Reflections from UNPFII25: Indigenous Leadership, Climate Justice, and the Future We Choose

It was an incredible honor to serve as a UNA-USA delegate to the Twenty-Fifth Session of the United Nations Permanent Forum on Indigenous Issues (UNPFII25). The experience was deeply moving, at times heartbreaking, and profoundly inspiring. Throughout the Forum, I had the privilege of listening to Indigenous leaders, youth advocates, elders, policymakers, researchers, and organizers from every corner of the globe speak about the realities their communities are facing as well as the solutions they are already leading.

As someone whose background is rooted in sustainability and who has had the privilege of working alongside Indigenous communities across Northeast India, I came to the Forum already understanding that Indigenous Peoples are often among the first and most severely impacted by climate change, biodiversity loss, and extractive development. Yet they are also among the world’s greatest protectors of biodiversity and holders of knowledge systems humanity urgently needs to learn from.

UNPFII25 reinforced something that became impossible to ignore throughout the week: any meaningful conversation about sustainability, climate resilience, or regenerative futures must center Indigenous leadership and Indigenous rights. Again and again, the Forum demonstrated that Indigenous wisdom is not simply about preserving the past, but about helping guide the world toward a more balanced, interconnected, and sustainable future.

Indigenous Communities and the Climate Crisis

One of the most striking realities discussed throughout the Forum was the disproportionate burden Indigenous communities carry in the face of environmental destruction.
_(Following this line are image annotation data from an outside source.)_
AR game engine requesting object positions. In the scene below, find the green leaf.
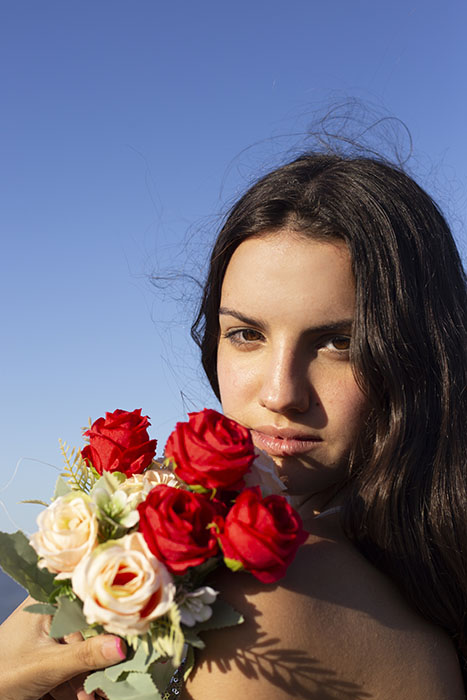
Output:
[224,557,245,571]
[23,603,57,615]
[0,530,54,603]
[183,627,206,649]
[192,599,244,646]
[150,659,177,694]
[105,641,160,681]
[84,669,162,700]
[54,476,71,500]
[50,596,88,639]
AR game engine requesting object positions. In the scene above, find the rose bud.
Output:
[216,487,308,583]
[81,408,157,476]
[165,408,255,491]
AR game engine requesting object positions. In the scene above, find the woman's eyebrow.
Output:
[219,306,264,328]
[219,306,353,334]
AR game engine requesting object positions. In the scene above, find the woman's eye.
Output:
[224,328,263,345]
[323,335,350,352]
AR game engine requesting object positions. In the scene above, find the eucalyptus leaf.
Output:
[192,598,245,646]
[50,596,88,639]
[23,603,57,615]
[0,530,54,603]
[84,671,162,700]
[105,643,160,681]
[20,498,50,508]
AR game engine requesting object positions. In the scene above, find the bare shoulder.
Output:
[184,521,465,700]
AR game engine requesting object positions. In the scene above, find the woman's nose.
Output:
[259,353,311,413]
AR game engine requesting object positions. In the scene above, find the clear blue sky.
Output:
[0,0,467,529]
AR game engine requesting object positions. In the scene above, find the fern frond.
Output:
[58,439,97,493]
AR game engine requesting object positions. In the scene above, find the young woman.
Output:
[0,154,467,700]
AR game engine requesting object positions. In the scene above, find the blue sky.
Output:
[0,0,467,530]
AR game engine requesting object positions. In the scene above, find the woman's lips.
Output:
[251,428,322,457]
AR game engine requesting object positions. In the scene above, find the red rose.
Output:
[138,484,222,574]
[165,408,255,491]
[219,487,308,583]
[81,408,157,476]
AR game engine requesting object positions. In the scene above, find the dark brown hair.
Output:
[192,154,467,673]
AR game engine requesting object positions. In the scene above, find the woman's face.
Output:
[217,230,367,494]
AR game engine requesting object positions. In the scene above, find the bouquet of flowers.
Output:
[0,409,306,700]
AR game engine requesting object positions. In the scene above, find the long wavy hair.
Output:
[192,154,467,679]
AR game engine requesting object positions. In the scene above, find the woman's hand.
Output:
[0,598,125,700]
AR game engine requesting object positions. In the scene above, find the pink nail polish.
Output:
[102,637,126,663]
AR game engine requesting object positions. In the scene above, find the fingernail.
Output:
[76,688,95,700]
[102,637,126,662]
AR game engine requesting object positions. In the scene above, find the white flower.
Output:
[142,469,180,497]
[30,492,98,579]
[178,586,219,627]
[244,448,287,497]
[71,532,175,636]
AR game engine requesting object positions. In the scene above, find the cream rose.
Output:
[30,492,98,579]
[71,532,175,636]
[117,469,180,508]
While Indigenous Peoples comprise only around 6.2 percent of the global population, they safeguard much of the world’s remaining biodiversity (Food and Agriculture Organization of the United Nations [FAO], n.d.).

Despite this critical role, Indigenous communities continue to face displacement, contamination of sacred lands, violence, exclusion from decision-making, and the weakening of legal protections. It was heartbreaking to hear testimony from Indigenous leaders across the United States describing how environmental protections have been stripped away in the rush to expand mining, extraction, data centers, and large-scale energy projects. Speakers discussed the accelerating approval of these projects occurring without meaningful consultation or informed consent from impacted Indigenous communities.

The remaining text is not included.